Fitness Doesn't Have To Mean "Fitness"

by Kenneth Rayman on December 8, 2018
Growing up, fitness was a chore. I hear Tom Bilyeu say he hates working out and laughs at his wife, Lisa, for the weird rush she gets from it; Gary Vee found his accountability to someone else makes it for him or else he’d hate it too. Fitness was a weekly appointment for physical therapy for me, sometimes twice weekly in the summer, with seemingly no end in sight. There was no explanation as to why, just that I needed it because of my disability which made me feel different having to do it while no one else had to. Growing up, teenage rebellion turned that attitude real, but it also was not adapted to my increasing interpersonal development, as the therapist matched to me was in pediatric therapy and I saw more benefit of a gym environment than being in a play room (hence more rebellion). I eventually quit therapy altogether by refusing to do it and my parents threw their hands up and let it go. The thought that I’d be happier and more keen to stick with a gym membership/personal trainer coupled with my parent’s thought, “Would he stick with it for the added expense?” resulted in it not being done. I gave up physical fitness because it was a chore, not a habit, or lifestyle, or activity with visible tangible benefit (as my disability would never go away and it’s motions seemed uselessly repetitive).
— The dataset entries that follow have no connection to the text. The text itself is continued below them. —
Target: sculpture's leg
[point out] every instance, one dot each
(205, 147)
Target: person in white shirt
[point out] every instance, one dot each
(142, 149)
While I maintained my daily walking habit for the next several years, I never focused on my health overall, sort of proudly alluding to the bachelor diet as my staple. I wasn’t eating out every day, but it was whatever’s easy to make and not labor intensive, though I stayed away from adding extra salt at least. That all changed when I got diagnosed with Ehlers Danlos Syndrome Type 4 in 2017. EDS, for short, is a connective tissue disorder that separates the inner and out walls of your veins and arteries forming aneurysms that grow and have a possibility of rupture. I knew I needed to take care of myself a little more and reached out to a friend, Tierney, who I had seen for years having tremendous success in fitness, professionally as a trainer, and personally through her own growth journey. I thought it would be the next step in my growth to push another boundary and comfort zone. But my limiting beliefs creeped in again: its too hard for me because of my disability, I can’t do it like them or even keep up, I need to modify and I’m afraid I won’t get the benefit and OMG, now I have a vascular condition so I need to make sure I don’t stress the arteries too hard.
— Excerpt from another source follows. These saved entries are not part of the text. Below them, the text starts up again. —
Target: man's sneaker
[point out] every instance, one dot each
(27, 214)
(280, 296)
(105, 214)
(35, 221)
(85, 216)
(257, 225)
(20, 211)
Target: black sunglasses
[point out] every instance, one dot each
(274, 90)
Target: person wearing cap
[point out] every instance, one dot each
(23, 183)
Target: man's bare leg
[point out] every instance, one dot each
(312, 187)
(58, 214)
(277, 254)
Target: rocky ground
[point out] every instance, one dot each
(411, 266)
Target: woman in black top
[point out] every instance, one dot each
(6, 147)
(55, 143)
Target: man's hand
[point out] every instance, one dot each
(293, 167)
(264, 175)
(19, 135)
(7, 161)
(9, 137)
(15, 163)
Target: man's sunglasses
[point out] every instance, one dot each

I was seriously upset, trying two different programs and then stopping because of legitimate fear of my condition but the others were excuses. Then one day, I saw the end of an infomercial on a true beginner’s Yoga program through Tierney’s company, Beachbody, the 3 Week Yoga Retreat. I immediately messaged her about it and asked if she thought it would be a good program for me given what we know about my condition and my goal of just being “active.” The only thing I said about Yoga was due to balance I couldn’t do “pretzel poses.”
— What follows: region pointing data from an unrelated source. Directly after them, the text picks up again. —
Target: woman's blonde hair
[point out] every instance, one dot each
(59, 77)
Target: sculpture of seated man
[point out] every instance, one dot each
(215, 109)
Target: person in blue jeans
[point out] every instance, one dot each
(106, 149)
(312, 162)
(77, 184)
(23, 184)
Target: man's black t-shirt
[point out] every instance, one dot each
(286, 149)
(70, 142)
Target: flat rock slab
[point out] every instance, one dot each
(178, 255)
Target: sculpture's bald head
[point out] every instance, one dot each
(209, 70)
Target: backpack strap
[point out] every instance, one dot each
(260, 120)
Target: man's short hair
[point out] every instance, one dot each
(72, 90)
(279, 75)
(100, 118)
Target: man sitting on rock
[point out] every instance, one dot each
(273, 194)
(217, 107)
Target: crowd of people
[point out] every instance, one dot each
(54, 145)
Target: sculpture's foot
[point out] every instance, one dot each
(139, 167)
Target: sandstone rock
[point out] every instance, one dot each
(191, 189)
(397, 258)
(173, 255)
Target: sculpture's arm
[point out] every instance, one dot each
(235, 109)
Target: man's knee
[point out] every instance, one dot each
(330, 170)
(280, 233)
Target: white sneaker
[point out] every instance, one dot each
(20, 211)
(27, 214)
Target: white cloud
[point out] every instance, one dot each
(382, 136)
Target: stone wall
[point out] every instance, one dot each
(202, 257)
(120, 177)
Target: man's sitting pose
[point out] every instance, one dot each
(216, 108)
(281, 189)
So along with my travel and personal growth writing, I chose to become a Beachbody coach because as I told her, “I’ve done so little because of my disability in fitness that I want to show that, along with mindset and personal growth, disability just means you modify the program and push yourself in a new way.” Limitations can be overcome; fitness doesn’t have to equal “fitness,” as in gym fitness. If you have limitations, as long as your active THAT’S what counts. I’m proud to be exploring this new fascination with pushing my boundaries with an program of stretches and strengthening of my own limitations (spastic (tight) muscles and limited strength on one side) because it’s on my terms and not a “chore.” As Tom Bilyeu might say, there’s now a ‘why’ to my fitness routine.